Two years ago I was involved (online in a chatroom) with a clinical narcissist starting in Summer 0f 2019 and ending in Summer of 2020. Anyone who has been thru that type of emotional/verbal abuse knows the severity of it & thank God it was just ONLINE. We may have had a "bad" boyfriend or husband in life, but dealing with a clinical narcissist is a different animal. I've educated myself on these creatures in depth....so in depth I should have a Masters in psych by now, LOL. I went thru all the phases, the idealization, love bombing, devalue, discard and replace stages. All the while he was still trying to contact me daily, even during the discard and replace stages and continued to call well over a year after I went NC.
And the "flying monkey" he triangulated and replaced me with was a piece of work herself. The drama queen herself has admitted to being diagnosed a borderline. In summer of 2020, I messaged her on the chat program to ask if they were talking, she denied it, even though they were. Then I was nice enough to warn the poor girl about him. After she was sneaking around with him as well as saying things behind my back, the smartest chess move I could have made was going cold NC and letting her get a taste of the roller coaster ride that she supposedly wanted to experience so badly without me standing in the way. "Here ya go, he's all yours...have fun, lemme know how it goes." Har Har Har!

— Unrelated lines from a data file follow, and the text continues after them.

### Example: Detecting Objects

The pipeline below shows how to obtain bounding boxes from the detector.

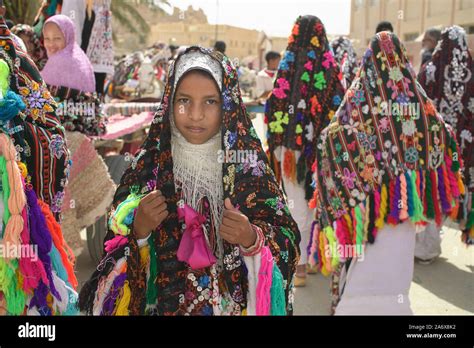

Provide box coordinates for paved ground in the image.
[295,227,474,315]
[72,116,474,315]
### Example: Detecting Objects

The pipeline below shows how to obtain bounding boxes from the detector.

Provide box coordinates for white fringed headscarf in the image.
[170,51,224,261]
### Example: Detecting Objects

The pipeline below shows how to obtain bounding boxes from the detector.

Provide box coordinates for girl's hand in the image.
[219,198,257,248]
[133,191,168,239]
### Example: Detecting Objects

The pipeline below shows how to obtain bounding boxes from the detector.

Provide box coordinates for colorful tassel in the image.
[270,265,286,315]
[283,150,296,182]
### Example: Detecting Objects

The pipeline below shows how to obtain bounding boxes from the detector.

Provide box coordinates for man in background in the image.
[255,51,281,99]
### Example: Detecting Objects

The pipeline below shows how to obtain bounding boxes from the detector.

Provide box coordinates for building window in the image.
[354,0,364,10]
[462,24,474,35]
[404,33,419,41]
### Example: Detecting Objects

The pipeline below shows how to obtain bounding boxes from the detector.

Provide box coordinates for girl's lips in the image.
[186,127,206,133]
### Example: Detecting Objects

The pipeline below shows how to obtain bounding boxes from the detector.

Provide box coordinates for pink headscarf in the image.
[41,15,95,93]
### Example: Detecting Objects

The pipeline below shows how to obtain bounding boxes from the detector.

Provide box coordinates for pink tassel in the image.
[444,156,460,198]
[256,246,273,315]
[105,235,128,253]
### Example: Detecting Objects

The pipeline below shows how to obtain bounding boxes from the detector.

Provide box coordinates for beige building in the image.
[148,7,288,66]
[350,0,474,67]
[114,1,288,68]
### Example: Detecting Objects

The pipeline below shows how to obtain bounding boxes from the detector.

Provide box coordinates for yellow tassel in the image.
[456,172,466,195]
[140,244,150,266]
[319,231,331,276]
[364,196,370,241]
[115,280,131,316]
[375,184,388,229]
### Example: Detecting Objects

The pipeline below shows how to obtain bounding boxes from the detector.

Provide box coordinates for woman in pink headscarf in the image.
[41,15,95,93]
[41,15,115,253]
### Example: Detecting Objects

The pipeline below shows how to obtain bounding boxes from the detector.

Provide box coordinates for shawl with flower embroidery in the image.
[79,47,300,315]
[310,32,464,274]
[418,26,474,243]
[0,18,69,218]
[265,16,344,199]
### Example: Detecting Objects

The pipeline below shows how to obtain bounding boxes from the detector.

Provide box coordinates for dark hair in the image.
[214,41,227,53]
[425,28,441,42]
[265,51,281,63]
[375,21,393,34]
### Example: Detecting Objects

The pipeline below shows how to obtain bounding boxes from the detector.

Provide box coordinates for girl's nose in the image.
[188,105,204,121]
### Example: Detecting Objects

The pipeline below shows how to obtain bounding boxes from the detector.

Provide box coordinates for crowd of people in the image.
[0,0,474,315]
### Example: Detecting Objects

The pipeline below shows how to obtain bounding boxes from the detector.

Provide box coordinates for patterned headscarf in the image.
[265,16,344,199]
[11,24,48,70]
[0,18,69,218]
[80,47,300,315]
[310,32,464,273]
[418,26,474,243]
[331,36,359,89]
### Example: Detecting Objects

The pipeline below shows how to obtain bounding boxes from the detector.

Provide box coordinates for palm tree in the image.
[3,0,42,24]
[111,0,170,42]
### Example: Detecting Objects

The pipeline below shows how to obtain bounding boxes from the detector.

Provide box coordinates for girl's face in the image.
[173,71,222,145]
[18,34,35,55]
[43,23,66,57]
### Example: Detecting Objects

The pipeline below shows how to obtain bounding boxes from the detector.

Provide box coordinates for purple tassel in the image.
[29,281,52,316]
[100,272,127,315]
[438,167,451,214]
[390,176,402,222]
[25,189,61,300]
[306,221,316,256]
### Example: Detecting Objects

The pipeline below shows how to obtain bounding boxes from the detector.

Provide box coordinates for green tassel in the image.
[354,206,364,250]
[0,156,11,226]
[450,138,460,173]
[270,263,286,315]
[0,257,26,315]
[146,234,158,304]
[425,171,434,219]
[296,154,306,184]
[410,171,426,223]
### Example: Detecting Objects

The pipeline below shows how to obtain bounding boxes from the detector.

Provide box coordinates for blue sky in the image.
[168,0,351,37]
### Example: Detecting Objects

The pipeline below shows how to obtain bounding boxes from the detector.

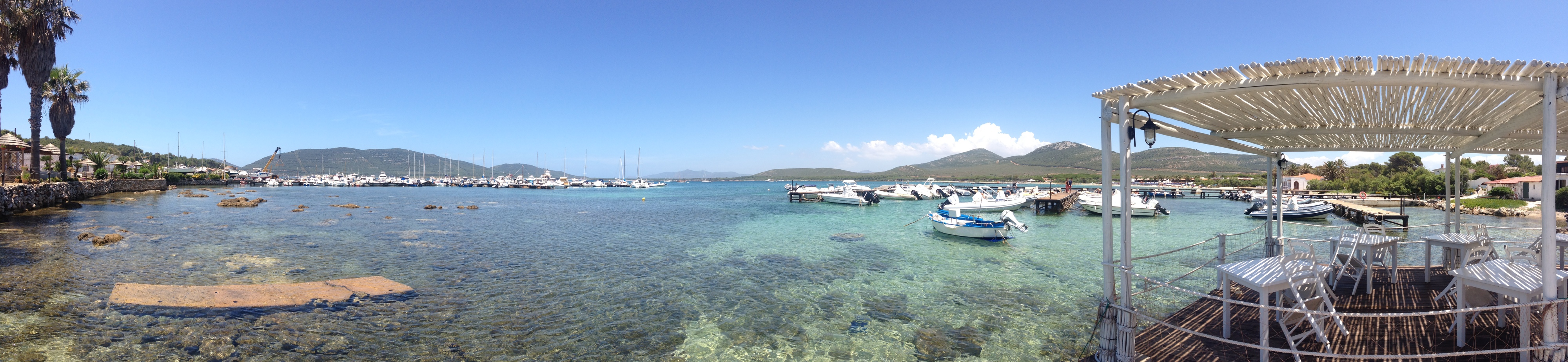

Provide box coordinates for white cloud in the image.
[1286,155,1334,166]
[822,124,1046,160]
[1421,154,1444,169]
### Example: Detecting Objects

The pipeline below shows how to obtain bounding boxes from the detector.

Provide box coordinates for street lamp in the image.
[1132,110,1160,149]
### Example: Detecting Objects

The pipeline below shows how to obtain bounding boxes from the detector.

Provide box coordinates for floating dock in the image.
[1323,199,1410,226]
[1035,191,1079,215]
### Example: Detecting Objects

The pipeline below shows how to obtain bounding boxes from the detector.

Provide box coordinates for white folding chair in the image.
[1333,227,1367,295]
[1502,246,1541,265]
[1275,254,1350,362]
[1432,243,1494,306]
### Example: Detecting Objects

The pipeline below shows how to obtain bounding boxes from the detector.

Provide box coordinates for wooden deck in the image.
[1123,266,1540,362]
[1035,191,1079,215]
[1323,199,1410,226]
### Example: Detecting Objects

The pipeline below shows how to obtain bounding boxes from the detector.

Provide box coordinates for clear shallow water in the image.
[0,182,1555,360]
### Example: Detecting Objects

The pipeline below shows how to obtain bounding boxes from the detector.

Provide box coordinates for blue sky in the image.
[15,0,1568,176]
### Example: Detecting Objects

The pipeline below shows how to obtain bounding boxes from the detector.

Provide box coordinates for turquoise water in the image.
[0,182,1555,360]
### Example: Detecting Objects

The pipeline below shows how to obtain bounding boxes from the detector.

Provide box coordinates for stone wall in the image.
[0,179,168,215]
[172,180,229,186]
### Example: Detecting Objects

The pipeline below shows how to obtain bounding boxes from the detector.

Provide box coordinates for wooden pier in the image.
[1323,199,1410,226]
[1116,266,1541,362]
[1035,191,1079,215]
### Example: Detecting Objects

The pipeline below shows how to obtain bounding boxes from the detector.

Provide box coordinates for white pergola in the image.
[1093,55,1568,360]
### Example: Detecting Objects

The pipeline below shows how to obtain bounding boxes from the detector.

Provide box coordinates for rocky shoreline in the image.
[0,179,168,216]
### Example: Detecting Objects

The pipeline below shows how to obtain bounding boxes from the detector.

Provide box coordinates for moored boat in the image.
[927,210,1029,241]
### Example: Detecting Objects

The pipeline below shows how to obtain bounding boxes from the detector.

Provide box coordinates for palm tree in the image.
[1322,160,1348,180]
[6,0,82,172]
[44,64,93,172]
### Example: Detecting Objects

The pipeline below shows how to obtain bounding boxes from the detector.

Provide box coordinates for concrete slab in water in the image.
[108,276,414,307]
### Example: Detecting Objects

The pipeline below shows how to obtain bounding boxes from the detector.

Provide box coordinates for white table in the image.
[1421,232,1480,282]
[1328,233,1403,293]
[1214,255,1333,362]
[1449,259,1568,360]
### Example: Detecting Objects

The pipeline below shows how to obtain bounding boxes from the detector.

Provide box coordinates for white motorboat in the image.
[818,188,881,205]
[927,210,1029,241]
[1079,190,1170,216]
[1243,197,1334,219]
[936,193,1029,213]
[872,185,924,201]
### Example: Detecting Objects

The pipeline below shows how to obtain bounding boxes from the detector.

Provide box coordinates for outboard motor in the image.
[1002,210,1029,232]
[1242,201,1264,215]
[936,194,958,210]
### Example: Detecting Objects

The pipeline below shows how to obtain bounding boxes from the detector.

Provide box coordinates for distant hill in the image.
[735,168,864,180]
[1007,141,1121,169]
[737,141,1269,180]
[646,169,746,179]
[241,147,521,176]
[491,163,583,179]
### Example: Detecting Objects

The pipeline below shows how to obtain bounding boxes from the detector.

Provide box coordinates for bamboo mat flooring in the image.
[1083,266,1562,362]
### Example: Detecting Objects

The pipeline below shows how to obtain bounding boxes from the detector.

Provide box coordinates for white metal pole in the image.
[1101,97,1138,362]
[1443,152,1457,233]
[1080,96,1127,360]
[1519,72,1562,360]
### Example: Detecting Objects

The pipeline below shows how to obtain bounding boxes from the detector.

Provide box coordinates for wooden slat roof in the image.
[1093,55,1568,154]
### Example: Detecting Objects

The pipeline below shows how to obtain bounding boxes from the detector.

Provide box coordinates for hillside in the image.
[241,147,502,176]
[646,169,746,179]
[1007,141,1121,169]
[735,168,866,180]
[491,163,583,179]
[737,141,1269,180]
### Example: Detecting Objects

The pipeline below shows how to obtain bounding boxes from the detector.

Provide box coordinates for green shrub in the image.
[1486,186,1513,199]
[1460,199,1529,208]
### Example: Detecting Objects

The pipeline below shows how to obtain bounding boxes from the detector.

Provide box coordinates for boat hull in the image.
[818,194,877,205]
[942,199,1029,213]
[1080,204,1160,216]
[931,219,1011,240]
[1247,207,1334,219]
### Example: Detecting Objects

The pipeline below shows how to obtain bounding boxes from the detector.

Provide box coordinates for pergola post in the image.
[1101,97,1138,362]
[1519,72,1562,362]
[1098,96,1127,360]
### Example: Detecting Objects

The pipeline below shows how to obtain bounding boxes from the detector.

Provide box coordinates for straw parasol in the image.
[0,133,33,150]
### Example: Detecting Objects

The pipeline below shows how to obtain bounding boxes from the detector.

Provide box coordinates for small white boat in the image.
[927,210,1029,241]
[872,185,924,201]
[1243,197,1334,219]
[936,193,1029,213]
[1079,190,1171,216]
[818,188,881,205]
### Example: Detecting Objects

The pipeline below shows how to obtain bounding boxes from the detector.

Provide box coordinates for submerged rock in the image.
[828,232,866,243]
[218,196,267,207]
[93,233,125,246]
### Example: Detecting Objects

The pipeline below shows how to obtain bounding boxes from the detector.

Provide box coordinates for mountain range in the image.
[737,141,1269,180]
[648,169,746,179]
[240,147,590,177]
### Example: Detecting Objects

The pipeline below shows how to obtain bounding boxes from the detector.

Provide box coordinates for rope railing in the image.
[1112,226,1264,263]
[1132,235,1264,296]
[1283,221,1443,230]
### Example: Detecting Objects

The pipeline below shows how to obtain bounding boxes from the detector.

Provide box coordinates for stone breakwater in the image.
[0,179,168,215]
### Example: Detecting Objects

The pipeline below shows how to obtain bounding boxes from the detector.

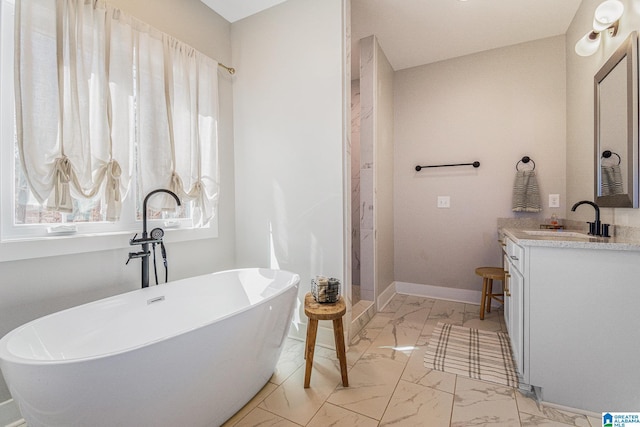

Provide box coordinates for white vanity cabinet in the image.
[505,230,640,412]
[504,239,529,383]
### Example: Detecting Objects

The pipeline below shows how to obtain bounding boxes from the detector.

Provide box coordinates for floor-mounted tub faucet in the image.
[571,200,609,237]
[127,188,181,288]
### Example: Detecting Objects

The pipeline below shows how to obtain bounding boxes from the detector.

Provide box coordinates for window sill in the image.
[0,218,218,262]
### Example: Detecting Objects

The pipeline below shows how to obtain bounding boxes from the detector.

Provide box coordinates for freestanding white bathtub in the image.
[0,269,300,427]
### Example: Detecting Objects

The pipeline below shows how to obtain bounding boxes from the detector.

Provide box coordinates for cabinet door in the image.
[505,268,525,376]
[502,254,514,334]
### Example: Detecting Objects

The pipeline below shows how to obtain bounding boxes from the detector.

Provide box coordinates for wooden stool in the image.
[476,267,505,320]
[304,292,349,388]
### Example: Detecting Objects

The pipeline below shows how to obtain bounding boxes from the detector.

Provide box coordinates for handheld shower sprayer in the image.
[127,188,181,288]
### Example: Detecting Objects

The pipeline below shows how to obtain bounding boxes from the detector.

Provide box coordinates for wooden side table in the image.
[304,292,349,388]
[476,267,505,320]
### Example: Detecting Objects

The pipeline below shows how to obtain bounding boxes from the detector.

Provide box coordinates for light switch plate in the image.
[438,196,451,208]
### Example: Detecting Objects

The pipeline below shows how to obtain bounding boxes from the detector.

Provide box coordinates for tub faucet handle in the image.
[124,251,151,265]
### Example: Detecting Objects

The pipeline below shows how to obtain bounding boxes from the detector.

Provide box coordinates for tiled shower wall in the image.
[351,80,360,290]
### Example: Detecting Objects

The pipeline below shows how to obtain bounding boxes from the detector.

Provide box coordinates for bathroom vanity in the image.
[502,229,640,412]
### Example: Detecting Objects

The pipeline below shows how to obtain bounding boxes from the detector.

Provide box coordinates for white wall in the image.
[0,0,235,402]
[566,0,640,227]
[232,0,350,337]
[394,36,567,290]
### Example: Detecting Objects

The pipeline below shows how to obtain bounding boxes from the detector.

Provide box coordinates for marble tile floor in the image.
[224,295,602,427]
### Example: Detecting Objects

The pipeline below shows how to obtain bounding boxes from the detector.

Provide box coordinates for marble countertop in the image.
[499,228,640,251]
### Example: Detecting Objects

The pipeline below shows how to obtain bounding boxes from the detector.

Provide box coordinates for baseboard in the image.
[376,282,397,311]
[394,282,500,307]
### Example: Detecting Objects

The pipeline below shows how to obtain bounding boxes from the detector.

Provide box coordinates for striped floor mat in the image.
[424,323,518,387]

So, on this chat program, there is a toxic and negative "drama" chatroom called the Lion's Den where people bash and bully each other for pure fun. I don't go in that chatroom on my main screenname because I don't want anymore drama than I've already was thrown into 2 years ago, however I do go on a fake name to watch the OW get trashed by everyone. Men and women in that chatroom tell her personal business, call her ugly, call her a bad mom, call her a slut, basically everything she accused me of being.
I know what you are thinking, "I WISH I COULD WATCH THE OW GET THE CRAP KICKED OUT OF HER BY OTHERS ON A DAILY BASIS! LOL. However, it's getting to a point where it's just unproductive and taking time away from me trying to improve my life. It's almost like an addiction, waiting around for her to get in a fight and lose, which happens daily. And then once I feel like I got to witness a dose of her karma, which doesn't take long, I sign out. Talk about narcissistic! I'm being "narcissistic" myself, getting joy from someone else's pain, even though this girl DESERVES it times 10.
I already know she will continue to get trashed and exposed in that chatroom whether I'm there on a fake name or not, so WHY DO I KEEP GOING BACK TO WITNESS HER DAILY KARMA? Are there any tips you guys have to disconnect from this particular addiction. Is this a form of obsessive compulsive disorder?